This recipe comes from nowhere in particular as it is a standard vegetable broth recipe–use the one below, or simply google search “vegetable broth” and you’ll find dozens of variations of this basic broth. The vegetables used–carrots, celery, asparagus ends, onion–are what I had handy, but other vegetables can be substituted too.
* 5 sprigs fresh Rosemary
* 5 sprigs fresh Thyme
* 1 teaspoon parsley, finely chopped
* 5 cups water
* salt & pepper, to taste
* Mixture of Vegetables: woody ends of asparagus, 2 carrots, 2 celery stalks, 1 onion, chopped
1.) Begin by filling a large pot with 5 cups water. Prep herbs: finely chop parsley, de-stem thyme leaves from stalk, and separate rosemary leaves from stem. Add to water with salt & pepper (I usually add around 1 tablespoon salt and 1-2 tablespoons pepper).

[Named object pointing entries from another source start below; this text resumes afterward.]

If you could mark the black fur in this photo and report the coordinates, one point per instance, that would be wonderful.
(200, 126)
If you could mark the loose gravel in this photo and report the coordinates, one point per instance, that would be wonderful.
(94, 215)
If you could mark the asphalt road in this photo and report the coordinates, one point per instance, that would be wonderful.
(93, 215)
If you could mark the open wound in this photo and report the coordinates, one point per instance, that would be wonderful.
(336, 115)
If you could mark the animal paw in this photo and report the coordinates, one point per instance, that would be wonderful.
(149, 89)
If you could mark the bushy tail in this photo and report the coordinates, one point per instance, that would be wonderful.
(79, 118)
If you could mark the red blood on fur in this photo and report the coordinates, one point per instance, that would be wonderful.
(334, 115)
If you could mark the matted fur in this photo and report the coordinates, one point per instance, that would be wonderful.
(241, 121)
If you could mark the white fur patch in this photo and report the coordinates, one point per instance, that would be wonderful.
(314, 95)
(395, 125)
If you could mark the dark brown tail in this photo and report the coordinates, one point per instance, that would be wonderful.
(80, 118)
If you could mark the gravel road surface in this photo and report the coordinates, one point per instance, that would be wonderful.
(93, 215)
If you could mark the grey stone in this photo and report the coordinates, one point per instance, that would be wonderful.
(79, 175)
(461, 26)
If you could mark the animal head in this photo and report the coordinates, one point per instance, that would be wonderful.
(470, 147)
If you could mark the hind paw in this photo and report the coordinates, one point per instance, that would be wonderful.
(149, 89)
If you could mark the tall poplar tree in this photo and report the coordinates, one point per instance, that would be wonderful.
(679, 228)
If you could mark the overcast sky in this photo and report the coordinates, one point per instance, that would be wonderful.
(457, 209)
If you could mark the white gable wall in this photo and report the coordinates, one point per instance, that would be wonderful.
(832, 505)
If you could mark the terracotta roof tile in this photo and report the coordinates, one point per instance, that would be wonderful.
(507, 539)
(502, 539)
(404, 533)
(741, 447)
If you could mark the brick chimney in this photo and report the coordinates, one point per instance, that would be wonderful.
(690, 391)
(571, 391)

2.) Wash carrots and celery. Peel carrots and chop. Chop celery and onions.
3.) Wash Woody Ends of Asparagus and cut in half.
4.)Add to pot.
5.) Bring water to a boil and reduce to a simmer. Allow to simmer for 1-2 hours, or until broth has reduced in half. Stir occassionally.
6.) When broth has reduced in half, remove from heat and allow to cool. Strain broth and pour into glass jars. Refrigerate and use accordingly.